D’un autre côté, la dimension critique de la sociologie, mais aussi des autres disciplines des sciences sociales et humaines, est mise à mal. L’évanescence et la dissolution du réalisme sociologique dans un nominalisme douteux s’appuyant sur une sociologie clinique se multipliant en approches sectorielles typiques de la spécialisation et de la fragmentation disciplinaire participe d’une totalité incarnée entièrement arrimée au marché du travail. Alors que Michel Freitag nous demanda un jour si, à l’heure de la postmodernité, nous pouvions encore parler de « société » dans les universités, alors que la prise en compte de sa réalité est pourtant la base de la critique sociologique, François Pizarro-Noël nous suggère de revisiter la volonté critique d’un fondateur de la sociologie : Émile Durkheim. Il n’empêche !, nous devons dénoncer la dérive de l’ensemble d’un système universitaire « géré » par des conseils d’administration envahis de personnalités « exemplaires » du secteur privé, qui demeurent des fantômes au sein de la communauté universitaire, exception faite de leur goût pour la présence criarde de leur raison social (« Sodexo » ou « Jean Coutu ») ou de leur nom apposé sur des pavillons universitaires (« Bronfman » ou « Desmarais »). Face à cela, nous ne pouvons passer outre qu’un engouement réel et palpable pour la pensée critique se fait sentir dans les départements universitaires, si on en juge la multiplication des « critical studies » dans les domaines politique, [14] économique, juridique, historique et sociologique, ainsi que la pluralité de colloques sur la théorie critique et la critique sociale, sur l’émancipation, sur la souffrance, sur la violence, sur l’impérialisme, sur les idéologies politiques, sur la social-démocratie, sur la technoscience, sur le capitalisme et l’anti-capitalisme, etc.

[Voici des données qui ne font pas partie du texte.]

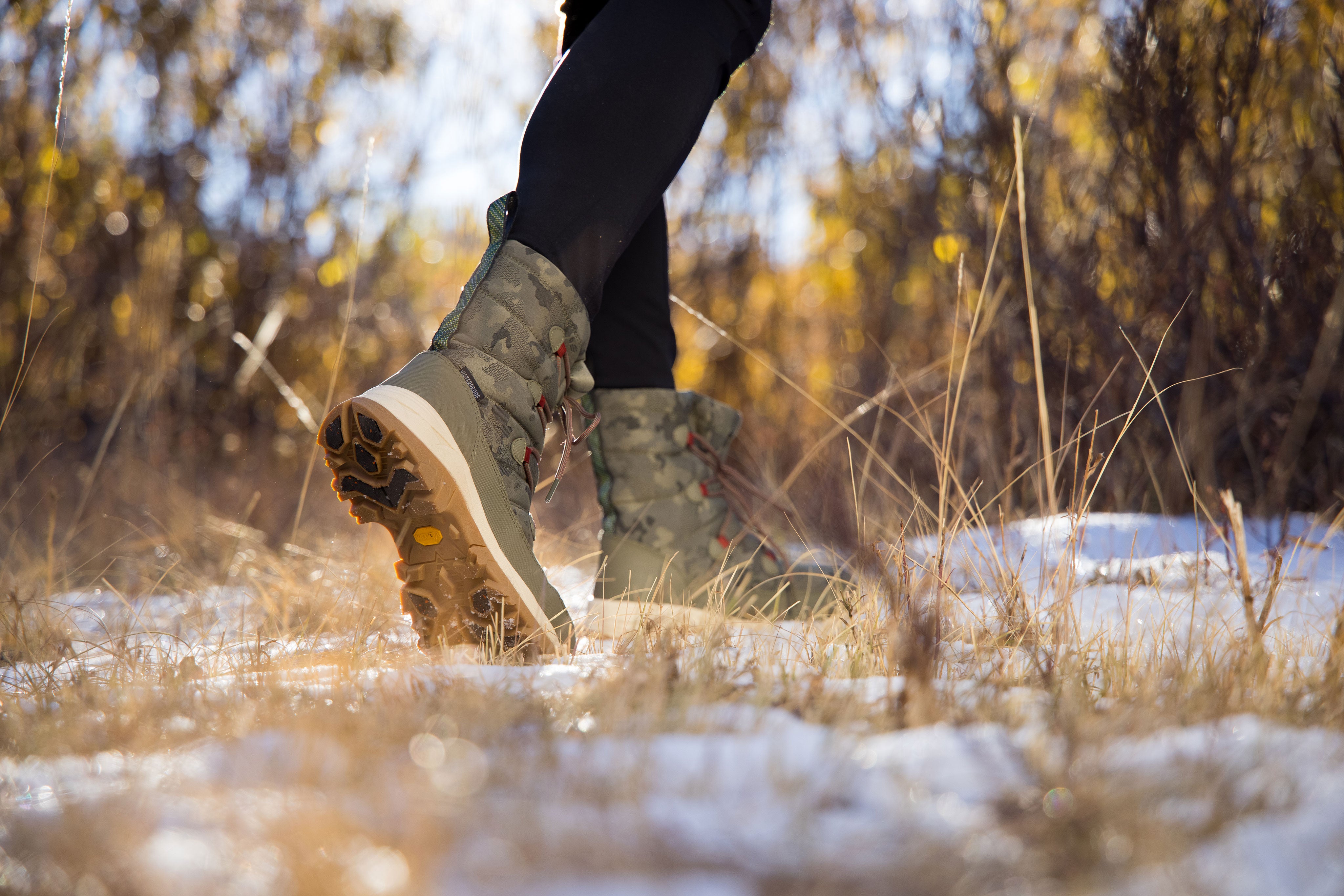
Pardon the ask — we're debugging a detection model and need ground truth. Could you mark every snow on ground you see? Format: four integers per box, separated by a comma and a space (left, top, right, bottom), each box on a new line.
907, 513, 1344, 646
8, 515, 1344, 896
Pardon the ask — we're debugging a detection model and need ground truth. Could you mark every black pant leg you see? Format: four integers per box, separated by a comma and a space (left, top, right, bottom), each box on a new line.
511, 0, 770, 318
587, 200, 676, 388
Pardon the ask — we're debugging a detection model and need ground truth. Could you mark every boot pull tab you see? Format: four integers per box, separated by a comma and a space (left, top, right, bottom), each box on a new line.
537, 326, 602, 504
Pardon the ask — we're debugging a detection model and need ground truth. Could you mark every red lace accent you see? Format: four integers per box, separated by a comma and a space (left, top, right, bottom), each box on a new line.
685, 433, 789, 563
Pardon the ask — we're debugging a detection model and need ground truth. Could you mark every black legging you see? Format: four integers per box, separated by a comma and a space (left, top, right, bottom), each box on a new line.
509, 0, 770, 388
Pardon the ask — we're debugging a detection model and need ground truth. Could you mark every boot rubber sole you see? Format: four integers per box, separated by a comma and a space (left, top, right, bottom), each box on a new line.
319, 384, 560, 653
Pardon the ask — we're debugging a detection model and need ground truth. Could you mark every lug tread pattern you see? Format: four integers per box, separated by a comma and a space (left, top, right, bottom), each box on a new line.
319, 399, 532, 650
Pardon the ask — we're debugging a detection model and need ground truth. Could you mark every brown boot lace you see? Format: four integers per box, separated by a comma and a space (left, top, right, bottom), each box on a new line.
685, 433, 789, 563
528, 342, 602, 504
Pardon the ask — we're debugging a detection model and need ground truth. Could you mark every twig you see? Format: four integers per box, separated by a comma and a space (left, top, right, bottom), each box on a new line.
60, 371, 140, 551
289, 137, 374, 544
1012, 115, 1059, 515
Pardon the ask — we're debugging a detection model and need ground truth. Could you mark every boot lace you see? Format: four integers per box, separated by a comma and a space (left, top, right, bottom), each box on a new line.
685, 433, 789, 563
528, 342, 602, 504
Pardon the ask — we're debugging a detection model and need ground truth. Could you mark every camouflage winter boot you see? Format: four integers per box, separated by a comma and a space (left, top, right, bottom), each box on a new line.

Ce livre se situe dans la continuité d’un cycle de colloques interuniversitaires annuels organisés par les étudiants et les étudiantes des études avancées en sociologie de l’UQAM. Rappelons que le premier ouvrage est une plaquette d’une centaine de pages sur la grève généralisée et illimitée des étudiants et des étudiantes québécois.e.s qui s’opposèrent, à l’hiver 2005, dans un élan spontané plein d’une solidarité généreuse, aux coupures drastiques du programme de prêts et bourses ainsi qu’aux nouvelles modalités de « gouvernance » des universités québécoises. Le second ouvrage collectif, La pensée enracinée. Essais sur la sociologie de Michel Freitag, publié en 2008, se conclut, quant à lui, sur un épilogue de François L’Italien qui en appel à une refondation dialectique de la théorie critique, annonçant par le fait même le colloque inspirant le présent ouvrage collectif.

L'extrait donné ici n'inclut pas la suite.